First Union Corp. is counting on its CoreStates Financial Corp. acquisition to make waves internationally.

Typical of U.S. banks with a regional focus, First Union has historically been a bit player on the global scene. It has turned over international responsibilities to Michael P. Heavener, a veteran CoreStates executive, and given him an ambitious mandate to expand.

"The merger creates opportunities to connect First Union's domestic corporate clients to CoreStates' international network," Mr. Heavener said in a telephone interview this week. "We will leverage the CoreStates infrastructure to develop business outside the United States, especially capital markets business."

Analysts reacted favorably to First Union's intentions.

"They're taking the best of both banks and putting them together," said Michael A. Plodwick, a banking analyst at Lehman Brothers. "First Union has done a hell of a job domestically with capital markets, while CoreStates has a much longer history and more expertise outside the United States."

The merger, announced in November, is to close April 30. First Union said it will fold international activities into its capital markets division under Charles L. Coltman 3d, a CoreStates vice chairman.

The capital markets division covers a wide swath that includes trading, underwriting, and distribution of securities, specialized lending, and leasing.

Mr. Heavener-his title will be international division head-said the combined organization is likely to form more strategic alliances like one CoreStates entered into with Baden Wuerttembergische Bank of Germany. The two banks agreed to cross-refer business opportunities to each other.

Both First Union and CoreStates have remained largely unaffected by the recent financial turmoil in Asia. Most of their exposure has been limited to short-term trade credits, which tend to be low-risk.

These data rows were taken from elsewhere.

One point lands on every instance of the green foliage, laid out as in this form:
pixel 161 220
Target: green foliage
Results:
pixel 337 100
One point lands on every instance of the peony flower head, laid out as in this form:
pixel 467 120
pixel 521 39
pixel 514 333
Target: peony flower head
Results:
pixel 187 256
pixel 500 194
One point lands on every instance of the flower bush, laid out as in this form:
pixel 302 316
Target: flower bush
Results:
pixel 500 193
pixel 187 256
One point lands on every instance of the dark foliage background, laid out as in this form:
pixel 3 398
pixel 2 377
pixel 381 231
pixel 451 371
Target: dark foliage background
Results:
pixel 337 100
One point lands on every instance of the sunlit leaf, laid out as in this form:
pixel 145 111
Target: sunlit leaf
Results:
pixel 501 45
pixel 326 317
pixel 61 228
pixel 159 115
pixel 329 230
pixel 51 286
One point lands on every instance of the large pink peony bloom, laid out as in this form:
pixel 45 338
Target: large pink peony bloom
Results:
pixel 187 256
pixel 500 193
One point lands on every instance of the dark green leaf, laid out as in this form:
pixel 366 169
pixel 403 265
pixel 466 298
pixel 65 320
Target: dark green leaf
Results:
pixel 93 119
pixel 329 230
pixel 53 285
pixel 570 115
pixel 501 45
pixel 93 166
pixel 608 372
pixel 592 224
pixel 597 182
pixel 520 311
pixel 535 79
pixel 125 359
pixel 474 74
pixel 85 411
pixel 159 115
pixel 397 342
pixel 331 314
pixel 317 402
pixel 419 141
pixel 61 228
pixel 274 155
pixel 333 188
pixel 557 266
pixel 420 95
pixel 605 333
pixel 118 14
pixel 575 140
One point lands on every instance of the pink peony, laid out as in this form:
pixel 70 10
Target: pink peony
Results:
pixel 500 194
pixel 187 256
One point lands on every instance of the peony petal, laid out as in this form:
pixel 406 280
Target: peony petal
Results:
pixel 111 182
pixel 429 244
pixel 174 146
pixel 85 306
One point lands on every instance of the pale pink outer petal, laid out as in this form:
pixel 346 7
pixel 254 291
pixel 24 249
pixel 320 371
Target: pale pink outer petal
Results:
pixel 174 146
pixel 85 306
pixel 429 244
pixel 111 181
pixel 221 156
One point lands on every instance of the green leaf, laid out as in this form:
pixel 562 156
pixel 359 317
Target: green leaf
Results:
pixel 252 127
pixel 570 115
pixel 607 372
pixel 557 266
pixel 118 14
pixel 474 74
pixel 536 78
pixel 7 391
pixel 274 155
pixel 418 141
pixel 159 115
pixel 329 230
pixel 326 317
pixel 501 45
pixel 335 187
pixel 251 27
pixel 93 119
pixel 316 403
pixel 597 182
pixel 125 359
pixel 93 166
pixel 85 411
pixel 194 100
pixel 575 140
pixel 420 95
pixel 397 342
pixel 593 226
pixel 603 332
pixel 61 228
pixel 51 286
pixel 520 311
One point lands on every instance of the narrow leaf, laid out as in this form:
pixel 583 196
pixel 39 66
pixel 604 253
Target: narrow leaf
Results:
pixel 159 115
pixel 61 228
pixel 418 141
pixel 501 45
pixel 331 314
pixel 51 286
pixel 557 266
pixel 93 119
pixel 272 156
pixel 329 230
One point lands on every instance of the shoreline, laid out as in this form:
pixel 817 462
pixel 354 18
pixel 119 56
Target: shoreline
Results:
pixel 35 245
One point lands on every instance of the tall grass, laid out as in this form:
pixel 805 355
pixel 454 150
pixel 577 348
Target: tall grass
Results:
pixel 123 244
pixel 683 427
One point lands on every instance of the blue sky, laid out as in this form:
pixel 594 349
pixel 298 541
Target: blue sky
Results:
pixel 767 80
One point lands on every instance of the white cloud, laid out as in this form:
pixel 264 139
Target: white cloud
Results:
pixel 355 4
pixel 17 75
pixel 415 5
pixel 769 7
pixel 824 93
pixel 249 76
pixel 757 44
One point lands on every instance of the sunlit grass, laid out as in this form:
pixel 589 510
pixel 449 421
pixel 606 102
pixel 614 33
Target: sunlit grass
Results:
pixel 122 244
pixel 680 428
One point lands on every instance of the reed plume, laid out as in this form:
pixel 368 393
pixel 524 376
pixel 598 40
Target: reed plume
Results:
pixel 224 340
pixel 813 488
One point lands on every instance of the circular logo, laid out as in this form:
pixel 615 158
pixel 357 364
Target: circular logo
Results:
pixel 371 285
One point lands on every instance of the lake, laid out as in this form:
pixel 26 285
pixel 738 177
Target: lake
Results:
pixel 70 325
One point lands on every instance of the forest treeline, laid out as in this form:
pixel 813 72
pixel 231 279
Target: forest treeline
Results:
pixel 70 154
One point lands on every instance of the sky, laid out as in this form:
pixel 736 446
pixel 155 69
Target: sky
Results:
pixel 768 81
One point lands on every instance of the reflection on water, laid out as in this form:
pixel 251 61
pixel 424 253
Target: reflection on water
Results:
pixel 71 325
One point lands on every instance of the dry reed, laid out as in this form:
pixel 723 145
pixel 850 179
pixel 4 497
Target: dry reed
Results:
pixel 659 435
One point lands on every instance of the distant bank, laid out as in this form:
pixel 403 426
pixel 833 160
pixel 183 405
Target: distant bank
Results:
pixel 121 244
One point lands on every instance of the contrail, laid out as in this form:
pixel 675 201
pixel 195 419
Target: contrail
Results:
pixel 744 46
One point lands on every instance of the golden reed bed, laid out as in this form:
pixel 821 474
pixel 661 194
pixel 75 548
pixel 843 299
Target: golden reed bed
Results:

"We avoided the temptation to go beyond extending short-term trade credits to banks," Mr. Heavener said. "So far, none of our credits have gone sour."

Of the two banks, CoreStates has by far the larger international operation, with 25 representative offices around the world, five branches, and international banking units in Miami, New York, Los Angeles, and Houston.

First Union has a branch in London and five rep offices. It is also an important supplier of financial services to foreign embassies, a business CoreStates unsuccessfully sought to enter.

Formerly known as Philadelphia National Bank, CoreStates has been active internationally since its predecessor, the Bank of North America, was founded in 1781. In the 1970s it decided to focus on trade finance and processing operations including payments, collections, and letters of credit for its own account and under contract to other banks.

The expanded international business will be run from CoreStates' base in Philadelphia, First Union's in Charlotte, N.C., and Miami.

The fate of First Union senior vice president Andrew Oleksiw, who until now had overseen its international operations, has not been clarified. CoreStates officials declined to comment on his status, and Mr. Oleksiw was unavailable to comment.

First Union named another CoreStates executive, Hong Kong-based Steven S. Nichols, as deputy division head in the trade services group. Additional assignments are to be announced by Friday.

Mr. Heavener, 54, began his career at CoreStates in 1968 after Army service in South Korea and Vietnam. He was the bank's first representative for Southeast Asia, beginning in 1972. He subsequently became general manager of the bank's international unit and manager for Europe, Canada, and the Middle East. He was named executive vice president for international banking in 1990.